Developing Plugins
==================

PATHspider is written to be extensible and the plugins that are included in the
PATHspider distribution are examples of the measurements that PATHspider can
perform.

:mod:`pathspider.plugins` is a namespace package. Namespace packages are a
mechanism for splitting a single Python package across multiple directories on
disk. One or more distributions may provide modules which exist inside the same
namespace package.

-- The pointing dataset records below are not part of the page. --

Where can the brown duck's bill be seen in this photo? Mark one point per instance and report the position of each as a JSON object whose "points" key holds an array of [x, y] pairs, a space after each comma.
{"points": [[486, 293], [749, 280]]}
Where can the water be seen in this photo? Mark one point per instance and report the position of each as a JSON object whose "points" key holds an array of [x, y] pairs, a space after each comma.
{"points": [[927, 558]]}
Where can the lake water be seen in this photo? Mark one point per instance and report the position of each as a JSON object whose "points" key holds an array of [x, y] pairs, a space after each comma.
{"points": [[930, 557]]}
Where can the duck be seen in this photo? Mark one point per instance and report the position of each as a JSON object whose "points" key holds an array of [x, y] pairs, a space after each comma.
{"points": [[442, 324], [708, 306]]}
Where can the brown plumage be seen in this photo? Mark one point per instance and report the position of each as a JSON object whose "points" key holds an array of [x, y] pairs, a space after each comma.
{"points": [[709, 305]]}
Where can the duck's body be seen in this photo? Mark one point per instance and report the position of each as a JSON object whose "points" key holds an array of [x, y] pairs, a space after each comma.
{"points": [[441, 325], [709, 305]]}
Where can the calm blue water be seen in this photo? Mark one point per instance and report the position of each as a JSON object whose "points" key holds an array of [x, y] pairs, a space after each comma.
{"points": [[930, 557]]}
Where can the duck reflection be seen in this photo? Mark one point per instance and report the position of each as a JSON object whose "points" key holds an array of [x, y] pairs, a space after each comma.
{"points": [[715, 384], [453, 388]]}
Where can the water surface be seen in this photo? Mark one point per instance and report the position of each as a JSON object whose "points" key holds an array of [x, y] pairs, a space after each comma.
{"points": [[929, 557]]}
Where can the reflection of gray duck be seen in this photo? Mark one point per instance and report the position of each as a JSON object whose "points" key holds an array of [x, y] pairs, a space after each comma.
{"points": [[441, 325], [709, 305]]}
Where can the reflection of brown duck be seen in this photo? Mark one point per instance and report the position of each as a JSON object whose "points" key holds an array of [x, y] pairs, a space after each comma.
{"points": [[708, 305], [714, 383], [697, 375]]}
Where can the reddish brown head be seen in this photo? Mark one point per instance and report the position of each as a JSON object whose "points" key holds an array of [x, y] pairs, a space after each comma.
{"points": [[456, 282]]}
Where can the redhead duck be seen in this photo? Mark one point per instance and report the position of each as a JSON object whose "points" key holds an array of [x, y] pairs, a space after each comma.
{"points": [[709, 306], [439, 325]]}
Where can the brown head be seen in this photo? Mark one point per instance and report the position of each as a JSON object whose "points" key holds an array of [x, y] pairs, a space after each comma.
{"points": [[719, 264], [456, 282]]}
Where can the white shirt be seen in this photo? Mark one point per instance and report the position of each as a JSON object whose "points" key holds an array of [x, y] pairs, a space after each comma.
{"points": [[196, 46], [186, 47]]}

The PATHspider distribution's plugins are installed in
:mod:`pathspider.plugins`, but also 3rd-party plugins can exist in this path
without being a part of the PATHspider distribution.

Quickstart
----------

The directory layout and example plugin below can be found in the
`pathspider-example GitHub repository
<https://github.com/mami-project/pathspider-example/>`_. You can get going
quickly by forking this repository and using that as a basis for plugin
development.

Directory Layout
----------------

To get started you will need to create the required directory layout for
PATHspider plugins, in this case for the Example plugin::

 pathspider-example
 └── pathspider
     ├── __init__.py
     └── plugins
         ├── __init__.py
         └── example.py

Inside both __init__.py files, you will need to add the following (and only
the following):

.. code-block:: python

 from pkgutil import extend_path
 __path__ = extend_path(__path__, __name__)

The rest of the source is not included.